Children's ability to buy apps from Amazon, using parents' accounts without authorization, lands the online retailer in hot water with the FTC, which has sued it. How much will the suit slow Amazon's bid to expand into the app industry?

Ted S. Warren/AP/File
Ralph de la Vega, left, President and CEO of AT&T Mobility, accepts a gift from Amazon CEO Jeff Bezos, right, of what Bezos said is the first Amazon Fire Phone off the assembly line at the launch event for the smartphone, last month in Seattle.

A federal lawsuit against online retail giant Amazon has the potential to damage the company’s growing mobile in-app business, imperiling its efforts to catch up to Apple and Google Play in this burgeoning industry.

The US Federal Trade Commission alleges, in court papers filed Thursday, that Amazon’s in-app purchase process makes it too easy for children to buy apps that are not authorized by their parents. Amazon has reaped millions of dollars since November 2011 from purchases that weren't confirmed by their accountholders, the FTC charges.

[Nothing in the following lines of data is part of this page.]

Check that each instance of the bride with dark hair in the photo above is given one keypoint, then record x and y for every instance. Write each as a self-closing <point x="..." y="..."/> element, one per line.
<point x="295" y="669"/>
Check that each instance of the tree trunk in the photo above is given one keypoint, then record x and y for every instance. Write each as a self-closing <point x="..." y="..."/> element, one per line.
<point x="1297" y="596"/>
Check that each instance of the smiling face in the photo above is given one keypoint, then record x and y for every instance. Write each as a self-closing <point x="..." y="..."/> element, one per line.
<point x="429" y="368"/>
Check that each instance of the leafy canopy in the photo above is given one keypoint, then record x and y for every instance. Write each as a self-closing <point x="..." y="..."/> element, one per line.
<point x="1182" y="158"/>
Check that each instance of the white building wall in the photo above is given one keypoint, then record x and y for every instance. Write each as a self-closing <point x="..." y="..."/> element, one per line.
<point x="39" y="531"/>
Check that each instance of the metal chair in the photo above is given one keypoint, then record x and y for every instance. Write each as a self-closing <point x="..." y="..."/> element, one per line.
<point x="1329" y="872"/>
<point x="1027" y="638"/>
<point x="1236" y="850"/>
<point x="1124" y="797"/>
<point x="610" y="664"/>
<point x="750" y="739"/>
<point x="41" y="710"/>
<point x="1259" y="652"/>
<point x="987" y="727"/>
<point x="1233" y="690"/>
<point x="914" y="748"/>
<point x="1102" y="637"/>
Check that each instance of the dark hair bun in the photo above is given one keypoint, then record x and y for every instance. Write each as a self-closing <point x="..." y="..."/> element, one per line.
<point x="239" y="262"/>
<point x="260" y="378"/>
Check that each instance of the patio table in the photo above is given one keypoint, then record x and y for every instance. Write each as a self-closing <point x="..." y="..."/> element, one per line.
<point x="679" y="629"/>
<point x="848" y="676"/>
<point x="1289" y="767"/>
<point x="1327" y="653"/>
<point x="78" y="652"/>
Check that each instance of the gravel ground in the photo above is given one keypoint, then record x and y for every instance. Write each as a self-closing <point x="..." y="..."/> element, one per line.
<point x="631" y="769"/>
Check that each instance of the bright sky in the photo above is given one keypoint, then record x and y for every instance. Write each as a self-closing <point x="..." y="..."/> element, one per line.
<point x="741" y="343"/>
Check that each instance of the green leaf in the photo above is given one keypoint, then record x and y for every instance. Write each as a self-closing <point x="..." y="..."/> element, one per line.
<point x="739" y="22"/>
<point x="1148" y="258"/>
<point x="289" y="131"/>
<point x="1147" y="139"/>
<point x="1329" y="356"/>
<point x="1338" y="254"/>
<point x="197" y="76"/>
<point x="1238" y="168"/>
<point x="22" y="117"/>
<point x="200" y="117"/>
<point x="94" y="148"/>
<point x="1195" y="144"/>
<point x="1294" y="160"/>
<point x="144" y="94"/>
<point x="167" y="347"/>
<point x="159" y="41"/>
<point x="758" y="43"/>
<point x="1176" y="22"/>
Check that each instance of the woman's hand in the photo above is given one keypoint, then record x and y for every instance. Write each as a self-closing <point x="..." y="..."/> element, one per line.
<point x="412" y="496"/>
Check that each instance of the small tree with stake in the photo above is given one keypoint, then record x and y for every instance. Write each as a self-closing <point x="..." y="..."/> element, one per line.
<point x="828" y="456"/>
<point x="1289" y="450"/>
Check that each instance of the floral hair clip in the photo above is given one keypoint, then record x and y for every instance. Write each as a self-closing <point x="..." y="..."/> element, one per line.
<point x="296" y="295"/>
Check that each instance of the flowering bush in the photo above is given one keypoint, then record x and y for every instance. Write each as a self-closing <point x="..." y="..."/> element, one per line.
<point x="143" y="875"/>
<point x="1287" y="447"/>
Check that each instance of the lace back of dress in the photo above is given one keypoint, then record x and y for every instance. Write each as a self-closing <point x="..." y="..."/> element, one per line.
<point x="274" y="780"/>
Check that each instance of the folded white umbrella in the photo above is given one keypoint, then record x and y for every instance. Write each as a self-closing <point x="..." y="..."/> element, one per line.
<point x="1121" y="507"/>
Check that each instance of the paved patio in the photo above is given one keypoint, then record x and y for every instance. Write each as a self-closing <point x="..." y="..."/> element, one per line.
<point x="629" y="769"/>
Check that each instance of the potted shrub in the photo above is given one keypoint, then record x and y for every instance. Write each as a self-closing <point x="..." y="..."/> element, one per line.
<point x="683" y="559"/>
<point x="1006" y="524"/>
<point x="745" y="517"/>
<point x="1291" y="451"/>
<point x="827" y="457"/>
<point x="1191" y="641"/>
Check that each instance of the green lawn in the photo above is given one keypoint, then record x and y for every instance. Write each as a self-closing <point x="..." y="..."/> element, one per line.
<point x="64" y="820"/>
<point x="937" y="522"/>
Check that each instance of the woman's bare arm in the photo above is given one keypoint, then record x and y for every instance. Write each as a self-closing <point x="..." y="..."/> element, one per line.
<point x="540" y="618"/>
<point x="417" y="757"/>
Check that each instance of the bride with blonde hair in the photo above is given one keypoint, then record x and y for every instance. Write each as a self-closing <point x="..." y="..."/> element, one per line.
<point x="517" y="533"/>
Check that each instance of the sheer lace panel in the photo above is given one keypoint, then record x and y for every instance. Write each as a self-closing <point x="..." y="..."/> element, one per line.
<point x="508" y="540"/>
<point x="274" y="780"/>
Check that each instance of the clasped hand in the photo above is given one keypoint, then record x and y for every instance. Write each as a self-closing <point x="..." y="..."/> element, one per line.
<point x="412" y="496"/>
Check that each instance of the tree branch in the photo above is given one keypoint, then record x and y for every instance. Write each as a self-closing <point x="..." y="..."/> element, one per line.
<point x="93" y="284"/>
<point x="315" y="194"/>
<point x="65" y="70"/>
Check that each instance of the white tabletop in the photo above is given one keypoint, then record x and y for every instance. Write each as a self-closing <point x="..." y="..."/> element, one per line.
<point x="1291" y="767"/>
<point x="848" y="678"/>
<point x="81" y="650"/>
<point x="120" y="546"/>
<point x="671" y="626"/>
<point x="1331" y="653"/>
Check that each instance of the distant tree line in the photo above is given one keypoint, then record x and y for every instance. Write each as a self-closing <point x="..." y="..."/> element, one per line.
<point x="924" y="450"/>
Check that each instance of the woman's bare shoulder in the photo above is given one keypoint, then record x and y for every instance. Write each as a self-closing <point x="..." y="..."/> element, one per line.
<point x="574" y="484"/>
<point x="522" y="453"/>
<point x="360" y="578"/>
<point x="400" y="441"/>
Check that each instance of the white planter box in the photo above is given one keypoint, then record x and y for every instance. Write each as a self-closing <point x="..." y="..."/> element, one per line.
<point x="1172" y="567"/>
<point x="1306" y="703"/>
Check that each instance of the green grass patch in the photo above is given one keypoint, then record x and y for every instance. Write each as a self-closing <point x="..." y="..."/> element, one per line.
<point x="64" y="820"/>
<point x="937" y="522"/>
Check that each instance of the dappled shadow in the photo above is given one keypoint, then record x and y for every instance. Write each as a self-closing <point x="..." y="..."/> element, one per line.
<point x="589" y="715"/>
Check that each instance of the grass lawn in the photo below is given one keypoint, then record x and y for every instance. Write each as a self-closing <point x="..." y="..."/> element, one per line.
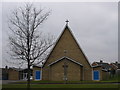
<point x="61" y="86"/>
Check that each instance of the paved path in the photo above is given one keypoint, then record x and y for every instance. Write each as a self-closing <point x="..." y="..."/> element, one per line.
<point x="10" y="81"/>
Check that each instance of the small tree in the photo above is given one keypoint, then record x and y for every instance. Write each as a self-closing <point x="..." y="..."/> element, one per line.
<point x="27" y="44"/>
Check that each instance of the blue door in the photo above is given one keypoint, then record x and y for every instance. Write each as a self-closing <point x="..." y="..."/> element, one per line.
<point x="37" y="75"/>
<point x="96" y="75"/>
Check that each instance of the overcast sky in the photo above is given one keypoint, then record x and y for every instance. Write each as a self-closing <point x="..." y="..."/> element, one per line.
<point x="94" y="25"/>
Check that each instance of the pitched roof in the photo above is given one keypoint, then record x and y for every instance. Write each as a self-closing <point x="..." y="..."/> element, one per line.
<point x="67" y="59"/>
<point x="104" y="65"/>
<point x="66" y="27"/>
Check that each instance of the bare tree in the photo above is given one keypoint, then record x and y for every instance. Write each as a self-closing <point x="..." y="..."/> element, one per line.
<point x="27" y="44"/>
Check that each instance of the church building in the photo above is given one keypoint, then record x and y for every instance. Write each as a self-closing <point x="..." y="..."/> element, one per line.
<point x="66" y="61"/>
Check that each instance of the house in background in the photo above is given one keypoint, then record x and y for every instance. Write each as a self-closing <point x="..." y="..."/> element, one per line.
<point x="104" y="69"/>
<point x="37" y="72"/>
<point x="116" y="67"/>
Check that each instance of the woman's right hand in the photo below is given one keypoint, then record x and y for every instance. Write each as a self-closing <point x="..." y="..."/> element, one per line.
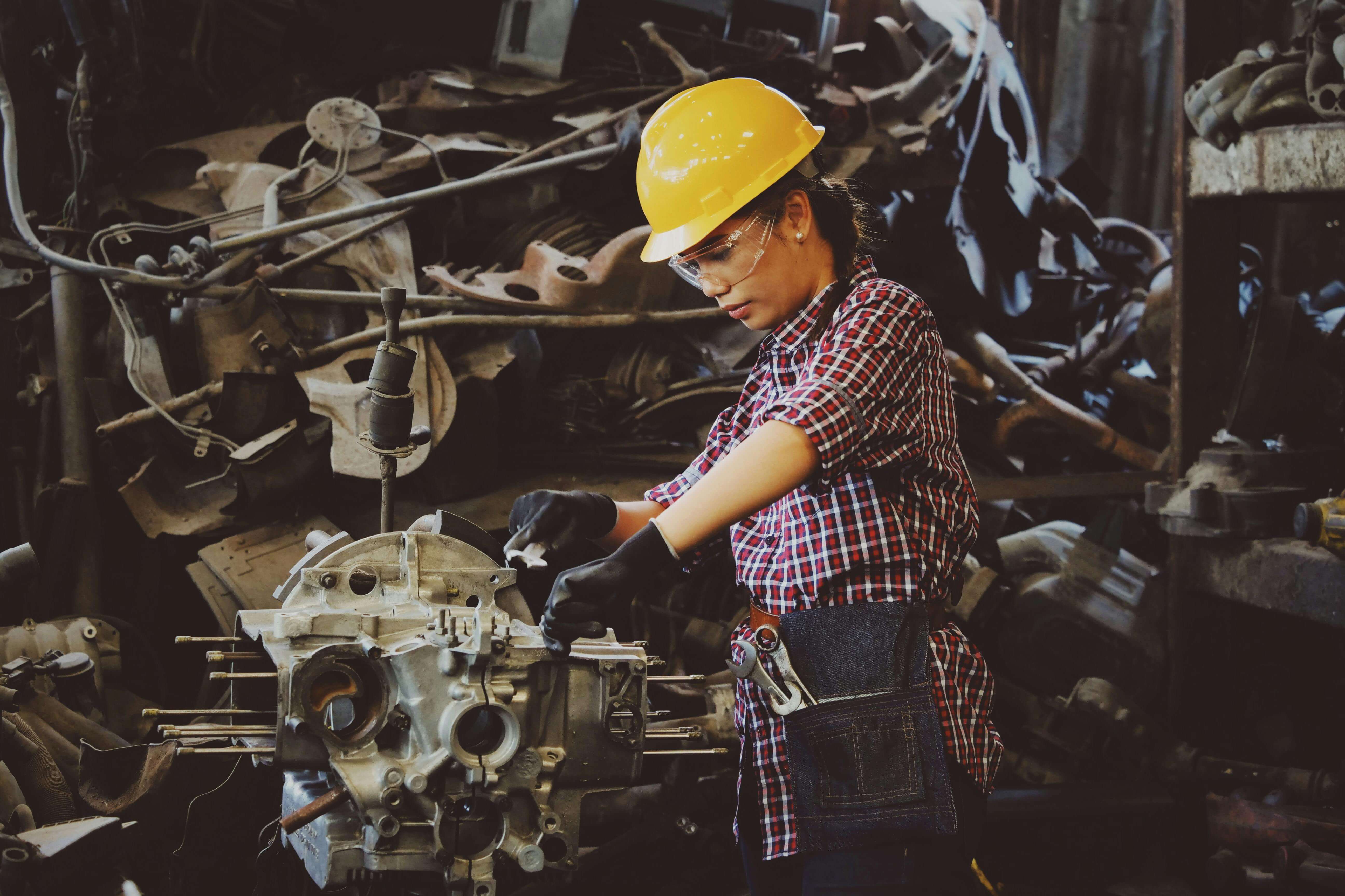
<point x="560" y="520"/>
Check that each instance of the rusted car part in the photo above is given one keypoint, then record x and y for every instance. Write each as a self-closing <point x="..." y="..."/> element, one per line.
<point x="1301" y="864"/>
<point x="381" y="260"/>
<point x="1097" y="354"/>
<point x="344" y="695"/>
<point x="614" y="280"/>
<point x="1239" y="492"/>
<point x="921" y="66"/>
<point x="1276" y="99"/>
<point x="1246" y="825"/>
<point x="1036" y="403"/>
<point x="1325" y="77"/>
<point x="241" y="571"/>
<point x="1261" y="88"/>
<point x="323" y="354"/>
<point x="1063" y="578"/>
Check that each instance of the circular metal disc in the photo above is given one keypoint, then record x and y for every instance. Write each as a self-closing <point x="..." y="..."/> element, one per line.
<point x="334" y="122"/>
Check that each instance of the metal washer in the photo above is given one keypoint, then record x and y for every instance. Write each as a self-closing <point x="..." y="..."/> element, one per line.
<point x="330" y="124"/>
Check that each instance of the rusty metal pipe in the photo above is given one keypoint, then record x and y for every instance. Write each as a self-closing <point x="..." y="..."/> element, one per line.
<point x="337" y="348"/>
<point x="415" y="198"/>
<point x="1142" y="391"/>
<point x="1036" y="403"/>
<point x="317" y="809"/>
<point x="1142" y="239"/>
<point x="1073" y="358"/>
<point x="146" y="415"/>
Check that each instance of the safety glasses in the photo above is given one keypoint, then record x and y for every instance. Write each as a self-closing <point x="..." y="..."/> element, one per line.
<point x="727" y="260"/>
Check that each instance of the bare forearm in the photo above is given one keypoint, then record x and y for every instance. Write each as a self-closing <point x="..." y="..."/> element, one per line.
<point x="631" y="517"/>
<point x="770" y="463"/>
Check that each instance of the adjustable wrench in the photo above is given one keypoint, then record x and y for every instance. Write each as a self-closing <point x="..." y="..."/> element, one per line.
<point x="782" y="703"/>
<point x="781" y="657"/>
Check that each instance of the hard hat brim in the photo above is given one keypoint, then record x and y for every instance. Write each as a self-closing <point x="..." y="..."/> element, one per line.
<point x="664" y="245"/>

“Amazon’s in-app system allowed children to incur unlimited charges on their parents’ accounts without permission. Even Amazon's own employees recognized the serious problem its process created,” FTC Chairwoman Edith Ramirez said in a statement.

Amazon refutes the allegations and says it installed a password system in March 2012 for purchases of more than $20. The company also says it has offered refunds to customers who have complained. The FTC counters that those steps did not stem the flow of children's unlimited and unauthorized spending on products that are “final and non-refundable.” 

According to the FTC, Amazon keeps about 30 percent of revenues resulting from in-app purchases made on its site – and the market appears poised for massive growth in the US. More than 41 percent of all revenues for mobile games industrywide last year came from in-app purchases, market research company eMarketer reported in December. It forecasts that in-app revenues will rise to nearly 48 percent of total revenues by 2017.

What makes in-apps so lucrative is that they are “impulse services” that appeal to children, says P.K. Kannan, chairman of the marketing science department at the University of Maryland in College Park.

“Amazon is trying very hard to get a foothold in the market and become a big player in mobile backend services, and any FTC-related issues that put more constraints on its business model will put a crimp in how [Amazon] can attract mobile [software] developers to be a part of this service,” Professor Kannan says.

Most in-apps can be downloaded to mobile devices such as the Kindle Fire and iPad for free. However, to engage the games or services on a deeper level, accountholders must buy virtual currency, or points.

The Amazon App Store lags market leader Apple, which controls more than half the market, and Google Play. However, last year Amazon announced that it is expanding its service to 200 countries. Amazon’s commitment to in-app retailing was also confirmed in June, when it announced its first branded mobile phone, which will be marketed as the primary platform for the company’s app store.

In a letter last week to the FTC, Amazon said its app retailing process is “responsible, customer-focused, and lawful” and offers “effective parental controls, real-time notice of every in-app purchase, and world-class customer service.”

In its complaint filed in a federal district court in Washington, the FTC says it wants the company to issue refunds for consumers, as well as a court order forcing Amazon to install password requirements on in-app charges, especially for apps that appeal to children. The commission cited internal Amazon employee e-mails that show the company is aware of the problem.

Amazon will find it difficult to prove that unlimited purchases under $20 are not harmful for its accountholders, Kannan says.

“When it comes to kids, you’re on shaky ground because they are really impulse services, and kids can really fall into a trap,” he says. “Parents will tolerate it to the extent of small purchases, but when they add up to $200, it becomes a big deal.”